The CITES issue mentioned in the ads is an interesting one and is raised frequently by the MPA, as well as both the HK and Beijing governments, which hide behind the treaty. The main point here is that CITES is not effective in protecting shark species globally and should not be used, counter-intuitively, as a a justification to fish endangered
CITES was drafted as a result of a resolution adopted in 1963 at an IUCN (The World Conservation Union) meeting and entered into force in 1975 as an international agreement. Today, it has 175 signatories.
Its aim: to ensure that the international trade in wild animals and plants does not threaten their survival. The CITES mechanism to achieve this is by placing trade restrictions on species at risk. The Convention is, therefore, undoubtedly an important wildlife conservation agreement.
Yet CITES only includes three species of shark, despite that according to IUCN 143 species are threatened with extinction, either now or in the near future.
So why should a conservation agreement exclude threatened species? The answer lies in the fact that for a species to be bought under CITES trade restrictions, the signatories must vote.
In 2010, for example, six shark species were proposed for inclusion in CITES. Countries with vested interests in the shark trade, such as Japan, bargained with fellow signatories to ensure that highly lucrative species, albeit critically endangered, were not included in the Convention’s regulatory appendices. Science and sustainability clearly gave way to commercial interests.
In Hong Kong, CITES remains the only mechanism for regulating the shark fin trade and to make matters worse its implementation is unclear.
The Agricultural, Fishery and Conservation Department (AFCD) of the Hong Kong government is responsible for monitoring the trade in endangered plant and animal species.
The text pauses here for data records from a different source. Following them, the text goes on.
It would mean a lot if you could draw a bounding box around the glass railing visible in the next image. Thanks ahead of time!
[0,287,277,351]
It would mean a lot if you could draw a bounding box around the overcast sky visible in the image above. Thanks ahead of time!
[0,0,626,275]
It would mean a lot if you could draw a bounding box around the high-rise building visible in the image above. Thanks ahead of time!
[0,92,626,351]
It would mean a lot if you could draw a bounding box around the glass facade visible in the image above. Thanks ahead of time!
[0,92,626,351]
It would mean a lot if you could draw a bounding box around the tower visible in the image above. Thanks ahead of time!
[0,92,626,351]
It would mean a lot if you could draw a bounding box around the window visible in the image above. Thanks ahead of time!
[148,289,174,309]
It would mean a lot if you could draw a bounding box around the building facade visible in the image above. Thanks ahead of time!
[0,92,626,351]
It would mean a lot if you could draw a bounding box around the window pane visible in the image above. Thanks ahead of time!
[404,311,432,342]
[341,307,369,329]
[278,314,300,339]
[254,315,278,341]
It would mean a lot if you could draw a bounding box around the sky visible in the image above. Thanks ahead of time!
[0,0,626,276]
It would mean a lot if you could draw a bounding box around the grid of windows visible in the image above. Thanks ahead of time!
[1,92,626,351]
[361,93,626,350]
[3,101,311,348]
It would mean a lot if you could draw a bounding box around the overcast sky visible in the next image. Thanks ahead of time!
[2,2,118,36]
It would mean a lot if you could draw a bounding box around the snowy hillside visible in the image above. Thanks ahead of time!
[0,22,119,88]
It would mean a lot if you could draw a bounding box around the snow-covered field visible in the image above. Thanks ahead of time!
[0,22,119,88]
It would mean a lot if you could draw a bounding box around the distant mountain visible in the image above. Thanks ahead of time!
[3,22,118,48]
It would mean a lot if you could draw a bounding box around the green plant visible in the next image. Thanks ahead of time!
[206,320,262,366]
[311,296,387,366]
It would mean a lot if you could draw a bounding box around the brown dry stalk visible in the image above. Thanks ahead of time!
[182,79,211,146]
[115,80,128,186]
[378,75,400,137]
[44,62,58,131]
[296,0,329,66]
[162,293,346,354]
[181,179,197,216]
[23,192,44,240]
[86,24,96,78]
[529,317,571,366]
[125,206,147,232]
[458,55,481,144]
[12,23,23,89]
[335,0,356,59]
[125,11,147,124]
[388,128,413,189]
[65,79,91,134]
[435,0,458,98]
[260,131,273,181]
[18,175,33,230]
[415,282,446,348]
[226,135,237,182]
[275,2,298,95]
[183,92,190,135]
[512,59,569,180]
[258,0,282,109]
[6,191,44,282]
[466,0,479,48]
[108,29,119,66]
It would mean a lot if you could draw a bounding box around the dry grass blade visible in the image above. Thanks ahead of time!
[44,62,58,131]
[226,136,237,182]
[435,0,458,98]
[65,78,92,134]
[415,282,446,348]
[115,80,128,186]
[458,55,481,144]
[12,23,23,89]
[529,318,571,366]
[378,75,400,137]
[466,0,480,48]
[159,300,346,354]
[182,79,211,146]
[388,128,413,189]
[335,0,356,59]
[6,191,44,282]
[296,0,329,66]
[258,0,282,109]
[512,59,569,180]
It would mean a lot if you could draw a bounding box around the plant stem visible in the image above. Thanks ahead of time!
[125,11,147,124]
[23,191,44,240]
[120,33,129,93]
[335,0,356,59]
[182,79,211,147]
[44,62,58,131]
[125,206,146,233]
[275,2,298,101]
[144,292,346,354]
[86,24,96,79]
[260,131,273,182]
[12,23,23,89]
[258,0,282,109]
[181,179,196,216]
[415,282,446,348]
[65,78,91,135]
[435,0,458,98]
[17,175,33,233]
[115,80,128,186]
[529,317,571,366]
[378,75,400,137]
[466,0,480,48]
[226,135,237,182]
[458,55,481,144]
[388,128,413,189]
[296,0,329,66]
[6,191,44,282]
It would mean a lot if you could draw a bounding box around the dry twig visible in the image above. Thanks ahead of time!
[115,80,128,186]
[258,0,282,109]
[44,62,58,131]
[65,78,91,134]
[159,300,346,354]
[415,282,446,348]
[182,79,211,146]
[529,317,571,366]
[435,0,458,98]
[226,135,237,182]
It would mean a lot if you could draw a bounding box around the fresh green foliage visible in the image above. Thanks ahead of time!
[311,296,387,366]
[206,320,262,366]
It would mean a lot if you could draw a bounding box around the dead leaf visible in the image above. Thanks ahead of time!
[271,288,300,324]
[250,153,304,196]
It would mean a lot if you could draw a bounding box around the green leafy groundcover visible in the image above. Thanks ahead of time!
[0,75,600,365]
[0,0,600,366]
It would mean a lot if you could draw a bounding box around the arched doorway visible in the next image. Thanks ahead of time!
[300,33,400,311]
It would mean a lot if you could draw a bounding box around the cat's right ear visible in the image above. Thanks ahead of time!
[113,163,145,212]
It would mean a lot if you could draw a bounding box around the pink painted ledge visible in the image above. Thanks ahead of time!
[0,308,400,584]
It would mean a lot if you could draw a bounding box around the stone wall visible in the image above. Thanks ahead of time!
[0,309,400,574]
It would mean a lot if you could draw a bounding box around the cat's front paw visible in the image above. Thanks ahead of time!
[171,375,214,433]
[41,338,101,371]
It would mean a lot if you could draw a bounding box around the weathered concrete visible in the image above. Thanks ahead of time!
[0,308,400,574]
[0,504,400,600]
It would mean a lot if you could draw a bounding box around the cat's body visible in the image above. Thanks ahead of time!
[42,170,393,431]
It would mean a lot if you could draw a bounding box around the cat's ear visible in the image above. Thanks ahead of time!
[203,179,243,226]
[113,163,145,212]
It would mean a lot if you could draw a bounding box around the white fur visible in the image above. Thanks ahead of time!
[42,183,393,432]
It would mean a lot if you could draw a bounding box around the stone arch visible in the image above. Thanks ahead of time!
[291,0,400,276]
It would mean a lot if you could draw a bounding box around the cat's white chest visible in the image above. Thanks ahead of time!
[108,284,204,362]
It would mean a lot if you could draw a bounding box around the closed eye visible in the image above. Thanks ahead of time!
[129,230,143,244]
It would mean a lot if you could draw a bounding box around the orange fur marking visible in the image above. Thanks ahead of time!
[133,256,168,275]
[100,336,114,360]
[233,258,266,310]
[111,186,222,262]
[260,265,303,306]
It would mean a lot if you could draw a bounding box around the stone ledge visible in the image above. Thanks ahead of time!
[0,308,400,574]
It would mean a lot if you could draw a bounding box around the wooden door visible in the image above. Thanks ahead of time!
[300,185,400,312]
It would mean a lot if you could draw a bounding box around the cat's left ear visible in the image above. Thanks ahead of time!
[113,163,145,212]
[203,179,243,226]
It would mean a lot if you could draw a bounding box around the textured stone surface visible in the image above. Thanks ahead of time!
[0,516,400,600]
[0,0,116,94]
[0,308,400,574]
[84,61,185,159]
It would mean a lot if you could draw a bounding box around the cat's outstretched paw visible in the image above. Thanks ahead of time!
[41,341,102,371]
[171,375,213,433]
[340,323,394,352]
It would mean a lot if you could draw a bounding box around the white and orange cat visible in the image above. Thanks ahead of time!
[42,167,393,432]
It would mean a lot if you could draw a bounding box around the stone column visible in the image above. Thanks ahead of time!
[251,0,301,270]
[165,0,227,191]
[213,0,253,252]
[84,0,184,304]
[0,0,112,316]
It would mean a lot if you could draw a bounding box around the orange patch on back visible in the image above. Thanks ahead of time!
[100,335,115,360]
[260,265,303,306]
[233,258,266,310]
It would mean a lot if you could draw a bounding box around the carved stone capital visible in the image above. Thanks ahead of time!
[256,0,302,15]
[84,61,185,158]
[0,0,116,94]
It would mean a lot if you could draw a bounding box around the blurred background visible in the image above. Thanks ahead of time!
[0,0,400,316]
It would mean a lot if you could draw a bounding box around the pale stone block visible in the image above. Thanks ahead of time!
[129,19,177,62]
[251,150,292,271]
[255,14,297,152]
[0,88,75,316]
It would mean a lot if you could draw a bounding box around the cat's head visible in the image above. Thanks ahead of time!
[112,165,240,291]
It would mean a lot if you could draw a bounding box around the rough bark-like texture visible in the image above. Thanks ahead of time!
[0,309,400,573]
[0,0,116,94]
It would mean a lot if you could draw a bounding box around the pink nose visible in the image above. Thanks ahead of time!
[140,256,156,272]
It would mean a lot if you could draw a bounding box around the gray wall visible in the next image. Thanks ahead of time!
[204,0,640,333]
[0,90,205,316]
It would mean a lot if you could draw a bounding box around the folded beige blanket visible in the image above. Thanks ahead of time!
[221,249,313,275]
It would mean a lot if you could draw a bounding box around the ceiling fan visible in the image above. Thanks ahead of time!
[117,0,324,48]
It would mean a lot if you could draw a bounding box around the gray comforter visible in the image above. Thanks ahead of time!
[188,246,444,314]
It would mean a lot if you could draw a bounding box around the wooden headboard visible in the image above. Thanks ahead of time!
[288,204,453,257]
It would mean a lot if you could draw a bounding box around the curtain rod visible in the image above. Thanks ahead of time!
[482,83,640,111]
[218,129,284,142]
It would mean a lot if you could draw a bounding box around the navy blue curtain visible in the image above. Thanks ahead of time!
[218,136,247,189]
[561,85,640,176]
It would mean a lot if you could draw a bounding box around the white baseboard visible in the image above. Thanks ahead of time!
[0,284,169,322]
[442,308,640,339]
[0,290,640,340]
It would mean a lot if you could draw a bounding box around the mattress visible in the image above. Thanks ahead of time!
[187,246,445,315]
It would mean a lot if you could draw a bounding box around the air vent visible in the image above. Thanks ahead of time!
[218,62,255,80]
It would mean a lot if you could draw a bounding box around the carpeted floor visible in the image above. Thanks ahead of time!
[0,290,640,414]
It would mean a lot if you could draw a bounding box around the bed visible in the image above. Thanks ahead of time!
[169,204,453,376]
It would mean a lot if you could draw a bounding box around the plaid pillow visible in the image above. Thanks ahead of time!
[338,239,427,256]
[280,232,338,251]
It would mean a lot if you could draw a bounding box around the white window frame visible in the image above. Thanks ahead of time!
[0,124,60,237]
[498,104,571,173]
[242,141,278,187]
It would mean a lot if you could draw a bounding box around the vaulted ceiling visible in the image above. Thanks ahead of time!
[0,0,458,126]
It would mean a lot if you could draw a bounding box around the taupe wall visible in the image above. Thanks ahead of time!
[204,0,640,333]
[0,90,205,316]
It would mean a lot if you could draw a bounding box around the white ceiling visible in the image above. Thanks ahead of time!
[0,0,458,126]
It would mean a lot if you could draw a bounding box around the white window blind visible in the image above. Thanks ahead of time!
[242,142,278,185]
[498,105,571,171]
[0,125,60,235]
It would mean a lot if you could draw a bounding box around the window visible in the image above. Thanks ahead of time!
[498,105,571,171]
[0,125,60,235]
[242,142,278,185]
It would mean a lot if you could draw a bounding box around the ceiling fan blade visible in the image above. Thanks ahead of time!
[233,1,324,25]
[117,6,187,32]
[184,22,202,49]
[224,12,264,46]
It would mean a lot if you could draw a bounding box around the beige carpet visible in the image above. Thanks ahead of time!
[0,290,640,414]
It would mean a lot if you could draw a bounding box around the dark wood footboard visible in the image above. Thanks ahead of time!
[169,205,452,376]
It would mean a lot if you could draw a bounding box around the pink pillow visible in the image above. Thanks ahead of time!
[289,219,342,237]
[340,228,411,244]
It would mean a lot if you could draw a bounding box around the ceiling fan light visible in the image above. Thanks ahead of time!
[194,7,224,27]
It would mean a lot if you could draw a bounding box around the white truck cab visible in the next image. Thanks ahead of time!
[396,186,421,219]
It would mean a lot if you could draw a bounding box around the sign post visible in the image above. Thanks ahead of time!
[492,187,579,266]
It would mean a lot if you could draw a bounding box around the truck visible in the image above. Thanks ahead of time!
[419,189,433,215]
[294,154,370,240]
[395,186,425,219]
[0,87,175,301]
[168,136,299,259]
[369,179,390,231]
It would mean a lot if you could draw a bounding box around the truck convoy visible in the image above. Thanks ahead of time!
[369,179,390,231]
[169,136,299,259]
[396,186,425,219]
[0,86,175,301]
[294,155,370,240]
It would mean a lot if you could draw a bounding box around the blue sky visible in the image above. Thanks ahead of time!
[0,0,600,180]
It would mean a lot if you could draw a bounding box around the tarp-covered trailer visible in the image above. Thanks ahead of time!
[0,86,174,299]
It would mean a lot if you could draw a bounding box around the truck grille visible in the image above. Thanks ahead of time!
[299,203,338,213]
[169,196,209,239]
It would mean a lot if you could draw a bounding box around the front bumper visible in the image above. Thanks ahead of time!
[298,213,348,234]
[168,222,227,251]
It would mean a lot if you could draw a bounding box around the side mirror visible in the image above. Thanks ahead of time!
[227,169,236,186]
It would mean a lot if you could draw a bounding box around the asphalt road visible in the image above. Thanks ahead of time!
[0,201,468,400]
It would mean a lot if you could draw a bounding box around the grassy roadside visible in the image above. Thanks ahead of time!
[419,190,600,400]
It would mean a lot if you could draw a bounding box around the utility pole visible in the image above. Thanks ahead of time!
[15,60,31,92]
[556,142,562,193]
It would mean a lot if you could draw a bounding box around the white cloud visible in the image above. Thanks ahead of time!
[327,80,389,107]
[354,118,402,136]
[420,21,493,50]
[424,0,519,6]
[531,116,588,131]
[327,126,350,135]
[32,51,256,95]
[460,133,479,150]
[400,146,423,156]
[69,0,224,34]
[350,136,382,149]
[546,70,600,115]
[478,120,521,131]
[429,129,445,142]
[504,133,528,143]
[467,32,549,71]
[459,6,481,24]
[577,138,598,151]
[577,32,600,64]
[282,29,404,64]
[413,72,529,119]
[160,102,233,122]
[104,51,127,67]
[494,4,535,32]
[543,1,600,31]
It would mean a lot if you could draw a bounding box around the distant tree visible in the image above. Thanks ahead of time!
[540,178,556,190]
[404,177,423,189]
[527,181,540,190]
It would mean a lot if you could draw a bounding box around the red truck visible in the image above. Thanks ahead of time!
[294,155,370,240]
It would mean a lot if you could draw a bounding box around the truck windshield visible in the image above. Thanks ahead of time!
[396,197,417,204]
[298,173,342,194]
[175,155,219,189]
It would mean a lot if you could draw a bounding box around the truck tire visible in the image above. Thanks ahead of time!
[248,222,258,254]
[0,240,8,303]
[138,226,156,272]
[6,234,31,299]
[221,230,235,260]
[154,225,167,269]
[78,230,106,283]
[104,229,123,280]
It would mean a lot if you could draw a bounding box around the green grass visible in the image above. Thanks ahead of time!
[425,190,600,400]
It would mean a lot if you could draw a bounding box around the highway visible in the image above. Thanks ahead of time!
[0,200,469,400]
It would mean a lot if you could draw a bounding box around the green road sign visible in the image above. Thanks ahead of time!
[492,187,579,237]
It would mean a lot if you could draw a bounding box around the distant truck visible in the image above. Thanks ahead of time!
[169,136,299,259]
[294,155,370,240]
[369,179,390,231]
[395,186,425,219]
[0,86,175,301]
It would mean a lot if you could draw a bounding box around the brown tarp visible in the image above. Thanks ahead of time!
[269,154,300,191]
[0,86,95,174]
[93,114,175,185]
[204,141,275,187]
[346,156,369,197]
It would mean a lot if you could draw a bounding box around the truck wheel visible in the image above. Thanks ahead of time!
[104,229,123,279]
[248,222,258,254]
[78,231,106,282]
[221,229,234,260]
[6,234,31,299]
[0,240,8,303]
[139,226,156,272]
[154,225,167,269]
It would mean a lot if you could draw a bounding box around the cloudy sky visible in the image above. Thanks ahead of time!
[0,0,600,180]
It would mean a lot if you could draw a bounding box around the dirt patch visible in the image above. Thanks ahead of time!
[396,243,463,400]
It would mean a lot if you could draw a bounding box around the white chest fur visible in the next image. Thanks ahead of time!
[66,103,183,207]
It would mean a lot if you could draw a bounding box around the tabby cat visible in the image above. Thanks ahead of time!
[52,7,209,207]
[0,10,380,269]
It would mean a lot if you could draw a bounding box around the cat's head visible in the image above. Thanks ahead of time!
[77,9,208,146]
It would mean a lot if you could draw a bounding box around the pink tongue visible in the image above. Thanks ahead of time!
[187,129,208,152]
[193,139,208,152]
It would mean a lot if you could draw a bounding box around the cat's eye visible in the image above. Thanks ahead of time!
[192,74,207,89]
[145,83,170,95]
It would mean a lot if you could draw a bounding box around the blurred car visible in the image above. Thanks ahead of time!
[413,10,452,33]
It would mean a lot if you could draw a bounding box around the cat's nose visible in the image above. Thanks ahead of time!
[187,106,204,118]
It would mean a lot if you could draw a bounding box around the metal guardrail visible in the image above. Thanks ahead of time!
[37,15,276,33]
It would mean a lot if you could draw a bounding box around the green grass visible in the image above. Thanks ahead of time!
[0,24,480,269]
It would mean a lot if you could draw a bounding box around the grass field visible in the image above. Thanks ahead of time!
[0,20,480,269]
Currently, visual identification is a commonly used to identify imported plants or animal species. While this may be appropriate for many species, it is extremely difficult, in practice, to determine the shark species from a fin without the carcass, and even more difficult if the fin has been bleached or processed. It is understood that AFCD do not carry out any DNA analysis.
Thus, CITES clearly is not an effective mechanism to monitor the shark fin trade in Hong Kong.
Scientific research based on DNA testing shows that in 2006 approximately 40% of the auctioned fin weight in the Hong Kong market came from 14 shark species listed on the IUCN Redlist of Threatened species.
So bravo to the Shangri-La and the Peninsula hotels for taking action, the 112 companies in Hong Kong that have signed the WWF pledge not to sell or buy shark fin as part of their corporate activities.
Going shark free is a groundswell here and abroad that we certainly hope will continue in time to save the apex predators and our oceans.